Second, the Court found that the Zoom presentations were too lax in security measures to meet the standard for protecting the trade secrets involved. Although Smash could have used Zoom's security features, they failed to do so and instead:
“Smash freely gave out the Zoom information for the Franchisee Forum Calls and the Founder Calls to anyone who had expressed interest in a franchise and completed the introductory call. Smash used the same Zoom meeting code for all of its meetings. Smash did not require that participants to [sic] enter a password and did not use the waiting room feature to screen participants. Anyone who had expressed interest and received the code could join the calls, and participants could readily share the code with others.”
Moreover, the Court found that Smash failed to follow their own procedures by taking a roll call and removing anyone who should not be there. Because Smash failed to take reasonable steps to protect its trade secrets, the court held that it had not established a reasonable likelihood of success on the merits of its claims in order to be entitled to a preliminary injunction.
This case is a reminder to all business owners of the importance of protecting the proprietary and confidential information of a business from use by or disclosure to third parties without an NDA in place. Making sure you understand what your company's intellectual property assets are and drafting and enforcing company-wide trade secret protocols designed to protect that information is crucial.
As more work is done remotely in the post-COVID world, companies may need to revise their policies to better limit access to trade secrets, increase the use of password protection and other security measures and update employment agreements to include confidentiality provisions that specifically address the remote work environment and require use of NDA's with third parties.

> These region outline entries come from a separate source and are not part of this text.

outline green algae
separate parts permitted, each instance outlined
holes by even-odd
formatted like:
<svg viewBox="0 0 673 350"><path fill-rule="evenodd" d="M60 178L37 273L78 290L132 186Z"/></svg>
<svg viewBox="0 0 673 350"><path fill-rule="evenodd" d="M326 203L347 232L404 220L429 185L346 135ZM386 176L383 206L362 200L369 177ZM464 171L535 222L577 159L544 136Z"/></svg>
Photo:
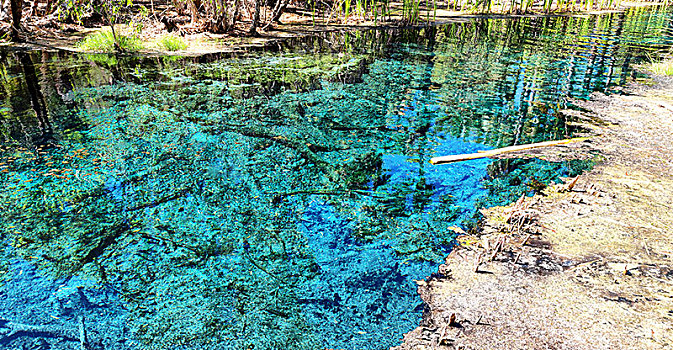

In addition, work-from-home policies should require the secure use, storage and destruction of confidential materials and ensure that home internet connections and wireless networks are secure.
As we have seen in the Smash case, policies for the use of remote conferencing technology such as Zoom should be updated to 1) limit attendance at sessions where discussions of trade secrets are likely to a “need to know” basis; 2) require either signed employment agreements or NDAs for those in attendance; and 3) require password-protection, use of the waiting room feature, and encryption of shared confidential information and 4) require a roll call and use of the locking feature at the beginning of the meeting.